The name Capability Brown (1716-1883) drew me to this title.
For a long time I had been seeing his name, but never really knew much about him. This is now the second book I’ve read on Capability, England’s grand landscape gardener of the eighteenth century.
He received that name because when he came to advise a client, he would discuss the ‘capability’ of the site.
Designers such as Brown imitated seventeenth-century paintings by Poussin, Claude and others in designing views for the landscape. In the eighteenth century a new form of the landscape developed because the English considered painting, poetry, and the landscape linked as art forms.
Thus Brown sought to create a picturesque view in the landscape.
What makes him important in the history of the English garden is that he focused on creating for the property the sweeping lawn, along with the addition of some water source like a lake. Wyans wrote that “level ground had to be given new, gently rolling contours.”
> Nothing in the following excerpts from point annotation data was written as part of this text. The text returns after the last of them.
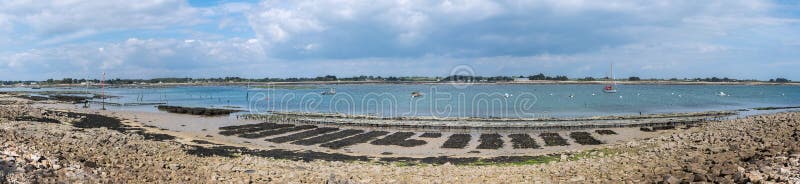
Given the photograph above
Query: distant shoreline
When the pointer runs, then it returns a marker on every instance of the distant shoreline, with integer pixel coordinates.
(533, 82)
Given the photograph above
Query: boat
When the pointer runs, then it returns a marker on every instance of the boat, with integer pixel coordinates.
(611, 88)
(331, 91)
(416, 94)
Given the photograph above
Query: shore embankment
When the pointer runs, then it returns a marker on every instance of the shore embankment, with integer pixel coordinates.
(41, 145)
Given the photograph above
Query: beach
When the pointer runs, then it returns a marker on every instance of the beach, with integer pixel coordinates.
(43, 142)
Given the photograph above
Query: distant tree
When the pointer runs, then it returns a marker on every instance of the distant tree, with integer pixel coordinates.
(781, 80)
(540, 76)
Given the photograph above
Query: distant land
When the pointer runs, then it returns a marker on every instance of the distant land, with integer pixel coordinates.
(331, 79)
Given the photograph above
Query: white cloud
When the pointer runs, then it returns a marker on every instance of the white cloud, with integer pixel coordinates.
(678, 38)
(58, 21)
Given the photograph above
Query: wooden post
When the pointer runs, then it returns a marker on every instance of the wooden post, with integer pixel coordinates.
(103, 91)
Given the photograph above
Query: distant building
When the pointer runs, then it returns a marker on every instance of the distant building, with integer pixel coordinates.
(521, 79)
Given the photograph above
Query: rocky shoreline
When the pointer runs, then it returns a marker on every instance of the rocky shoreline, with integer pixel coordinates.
(49, 147)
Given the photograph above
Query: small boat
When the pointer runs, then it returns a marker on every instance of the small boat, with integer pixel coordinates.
(610, 88)
(416, 94)
(331, 91)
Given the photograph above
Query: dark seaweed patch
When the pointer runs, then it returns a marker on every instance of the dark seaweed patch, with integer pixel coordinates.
(254, 129)
(665, 127)
(196, 110)
(302, 135)
(399, 139)
(523, 141)
(279, 131)
(605, 132)
(357, 139)
(431, 135)
(553, 139)
(584, 138)
(155, 136)
(36, 119)
(203, 142)
(458, 141)
(328, 137)
(490, 141)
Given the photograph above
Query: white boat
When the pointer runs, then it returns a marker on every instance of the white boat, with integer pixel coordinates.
(416, 94)
(612, 87)
(331, 91)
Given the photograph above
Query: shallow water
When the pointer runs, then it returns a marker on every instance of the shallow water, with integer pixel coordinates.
(479, 100)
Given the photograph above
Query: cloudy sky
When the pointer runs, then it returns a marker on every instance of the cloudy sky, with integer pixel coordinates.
(754, 39)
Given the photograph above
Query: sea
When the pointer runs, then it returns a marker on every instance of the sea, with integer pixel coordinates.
(452, 100)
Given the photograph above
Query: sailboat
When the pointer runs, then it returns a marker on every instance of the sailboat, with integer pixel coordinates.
(611, 88)
(331, 91)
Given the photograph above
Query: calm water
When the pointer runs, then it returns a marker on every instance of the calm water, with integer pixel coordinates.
(466, 101)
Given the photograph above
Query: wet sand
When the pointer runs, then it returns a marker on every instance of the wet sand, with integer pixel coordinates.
(193, 127)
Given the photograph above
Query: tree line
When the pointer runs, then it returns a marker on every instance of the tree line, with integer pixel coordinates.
(452, 78)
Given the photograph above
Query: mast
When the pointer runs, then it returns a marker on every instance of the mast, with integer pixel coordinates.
(613, 82)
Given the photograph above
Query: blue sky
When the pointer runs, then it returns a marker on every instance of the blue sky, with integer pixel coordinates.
(751, 39)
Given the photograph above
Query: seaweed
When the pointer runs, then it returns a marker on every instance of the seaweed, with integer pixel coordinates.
(523, 141)
(458, 141)
(490, 141)
(357, 139)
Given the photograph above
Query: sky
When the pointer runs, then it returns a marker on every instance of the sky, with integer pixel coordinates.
(746, 39)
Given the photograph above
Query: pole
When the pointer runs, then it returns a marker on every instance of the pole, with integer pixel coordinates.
(103, 91)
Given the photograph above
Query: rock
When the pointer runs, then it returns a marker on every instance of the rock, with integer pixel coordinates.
(672, 179)
(174, 166)
(577, 179)
(754, 176)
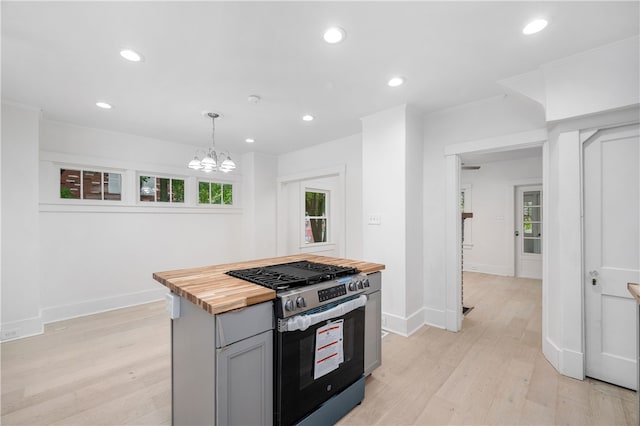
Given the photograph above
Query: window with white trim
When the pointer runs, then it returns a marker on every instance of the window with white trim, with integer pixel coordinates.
(316, 220)
(158, 189)
(465, 207)
(217, 193)
(82, 184)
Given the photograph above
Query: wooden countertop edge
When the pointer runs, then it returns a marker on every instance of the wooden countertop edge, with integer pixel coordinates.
(246, 294)
(634, 289)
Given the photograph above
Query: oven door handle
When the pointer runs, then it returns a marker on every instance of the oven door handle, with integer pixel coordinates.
(302, 322)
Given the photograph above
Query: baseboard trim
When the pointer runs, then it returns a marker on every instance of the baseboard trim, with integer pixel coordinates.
(20, 329)
(415, 321)
(572, 364)
(89, 307)
(401, 325)
(551, 352)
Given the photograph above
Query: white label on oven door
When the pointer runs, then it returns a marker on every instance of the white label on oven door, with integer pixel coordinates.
(329, 348)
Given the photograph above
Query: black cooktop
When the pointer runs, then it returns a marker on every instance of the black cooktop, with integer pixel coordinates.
(294, 274)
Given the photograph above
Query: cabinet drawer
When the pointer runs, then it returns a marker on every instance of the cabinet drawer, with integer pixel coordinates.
(234, 326)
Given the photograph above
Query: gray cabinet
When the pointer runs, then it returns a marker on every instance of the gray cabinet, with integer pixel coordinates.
(243, 384)
(222, 366)
(373, 326)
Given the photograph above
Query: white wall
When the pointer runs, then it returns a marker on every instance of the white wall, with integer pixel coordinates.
(259, 204)
(345, 152)
(20, 226)
(414, 225)
(93, 256)
(491, 191)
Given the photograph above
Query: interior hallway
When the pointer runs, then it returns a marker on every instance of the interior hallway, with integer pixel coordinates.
(114, 368)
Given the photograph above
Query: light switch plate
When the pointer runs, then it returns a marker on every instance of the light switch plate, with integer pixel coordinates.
(374, 219)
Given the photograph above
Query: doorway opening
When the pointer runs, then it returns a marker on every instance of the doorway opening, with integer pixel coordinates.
(478, 153)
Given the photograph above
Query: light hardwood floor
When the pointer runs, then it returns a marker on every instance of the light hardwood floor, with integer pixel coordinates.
(114, 368)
At the age of twenty-four Capability began his landscape garden career with the distinguished garden designer William Kent. They worked on the classic landscape garden of Stowe. Thus began Capability’s career.
Brown created a bit of resentment during his lifetime because he often recommended to his noblemen clients to rip out established gardens.
By the end of his life Brown left one hundred forty great country estates.
Thomas Jefferson visited Stowe because he admired the English garden.
Wyans wrote, “It was as a result of what he saw in these places [like Blenheim and Stowe, both the work of Capabiity Brown] that in 1806 Jefferson decided to landscape Monticello in the style of English parks.”